The full impact of Merkel's actions, especially encouraging the huge influx of people in 2015, will take time to play out. The closing of the nuclear power stations, some of which are quite new, has forced Germany to revert to burning lignite coal and increased its dependance on Russian gas.
And what about Merkel's effect on German politics more generally, with the steady weakening of the CDU-CSU suffering its worst ever result (24 percent of the national vote) in 2021.
Her decision to close down Germany’s nuclear power program—again, a decision she took “almost alone”—has led not only to Germany having the highest energy prices in Europe but also to its continued reliance on coal to handle the “intermittency” problem of renewables.

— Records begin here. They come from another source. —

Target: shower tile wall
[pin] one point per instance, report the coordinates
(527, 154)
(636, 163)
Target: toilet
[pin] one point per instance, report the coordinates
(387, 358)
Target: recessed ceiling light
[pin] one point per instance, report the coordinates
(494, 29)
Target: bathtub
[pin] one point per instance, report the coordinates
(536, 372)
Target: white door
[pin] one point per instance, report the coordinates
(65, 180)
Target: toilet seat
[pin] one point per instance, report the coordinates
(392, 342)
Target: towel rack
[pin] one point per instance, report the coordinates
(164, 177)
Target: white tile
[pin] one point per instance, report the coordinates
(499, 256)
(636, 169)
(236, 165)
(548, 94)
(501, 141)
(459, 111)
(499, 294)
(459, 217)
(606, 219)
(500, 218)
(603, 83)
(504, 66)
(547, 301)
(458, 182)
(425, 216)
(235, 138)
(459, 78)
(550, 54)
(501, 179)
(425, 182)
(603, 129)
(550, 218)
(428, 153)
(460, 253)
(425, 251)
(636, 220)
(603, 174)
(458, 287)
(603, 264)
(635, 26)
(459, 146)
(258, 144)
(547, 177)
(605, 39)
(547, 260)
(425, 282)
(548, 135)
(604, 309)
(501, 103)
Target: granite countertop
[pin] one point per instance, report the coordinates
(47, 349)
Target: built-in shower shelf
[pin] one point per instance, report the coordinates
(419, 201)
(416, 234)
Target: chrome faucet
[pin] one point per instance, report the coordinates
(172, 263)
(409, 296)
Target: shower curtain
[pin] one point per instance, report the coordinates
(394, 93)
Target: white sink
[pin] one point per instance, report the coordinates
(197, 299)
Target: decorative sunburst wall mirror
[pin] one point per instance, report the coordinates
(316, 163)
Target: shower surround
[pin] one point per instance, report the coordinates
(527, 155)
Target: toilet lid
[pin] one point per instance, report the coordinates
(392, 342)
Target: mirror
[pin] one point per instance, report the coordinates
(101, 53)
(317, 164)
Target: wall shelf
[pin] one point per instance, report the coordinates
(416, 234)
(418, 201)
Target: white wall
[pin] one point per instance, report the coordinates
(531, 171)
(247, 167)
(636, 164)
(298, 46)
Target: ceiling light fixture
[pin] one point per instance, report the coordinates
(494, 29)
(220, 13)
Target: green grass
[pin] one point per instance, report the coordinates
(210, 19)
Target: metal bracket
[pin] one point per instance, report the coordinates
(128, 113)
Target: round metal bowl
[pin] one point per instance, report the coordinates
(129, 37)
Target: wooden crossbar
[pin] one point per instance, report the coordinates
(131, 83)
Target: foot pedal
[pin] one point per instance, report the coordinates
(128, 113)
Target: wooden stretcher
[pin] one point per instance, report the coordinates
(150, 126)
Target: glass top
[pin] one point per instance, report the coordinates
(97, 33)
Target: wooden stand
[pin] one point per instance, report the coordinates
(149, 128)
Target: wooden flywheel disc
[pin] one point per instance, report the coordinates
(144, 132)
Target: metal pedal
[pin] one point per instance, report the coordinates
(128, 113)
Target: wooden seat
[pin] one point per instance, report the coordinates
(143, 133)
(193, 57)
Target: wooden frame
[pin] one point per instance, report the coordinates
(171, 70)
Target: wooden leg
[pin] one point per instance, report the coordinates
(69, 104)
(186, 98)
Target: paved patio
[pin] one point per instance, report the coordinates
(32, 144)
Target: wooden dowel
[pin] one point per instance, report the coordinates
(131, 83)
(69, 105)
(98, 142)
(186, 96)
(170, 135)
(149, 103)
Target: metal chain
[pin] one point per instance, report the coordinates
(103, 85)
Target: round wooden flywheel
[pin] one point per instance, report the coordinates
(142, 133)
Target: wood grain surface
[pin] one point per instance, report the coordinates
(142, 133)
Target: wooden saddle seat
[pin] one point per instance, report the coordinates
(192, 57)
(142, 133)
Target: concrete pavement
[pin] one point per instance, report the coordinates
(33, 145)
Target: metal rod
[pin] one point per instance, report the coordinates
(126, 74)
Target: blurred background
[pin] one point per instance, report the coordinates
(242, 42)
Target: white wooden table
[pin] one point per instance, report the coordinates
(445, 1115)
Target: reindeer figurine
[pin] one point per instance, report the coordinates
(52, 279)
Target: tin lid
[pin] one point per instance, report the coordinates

She prevented reform of the euro in the 2015 Greek crisis, trapping Greece in a debtor’s prison and inflicting stagnation, high youth unemployment and emigration on Mediterranean Europe.
Her promotion of the undersea Nordstream pipelines 1 and 2, against the objections of Washington and Brussels, increased Germany’s and Europe’s over-reliance on Russian energy while enabling Putin to use energy pricing and supplies as weapons against Poland and Ukraine.
Her 2008 veto of George Bush’s proposal to invite Ukraine and Georgia to join NATO effectively invited Putin to invade both countries, which he promptly did—a result hardly redeemed by what the Economist regards as her standing up to Putin by imposing sanctions on Russia.
Her most negative triumph, however, is the extraordinary fact that although she won five elections in a row, she progressively weakened her own Christian Democrat Party in Germany and its party group, the European People’s Party, in the European Parliament.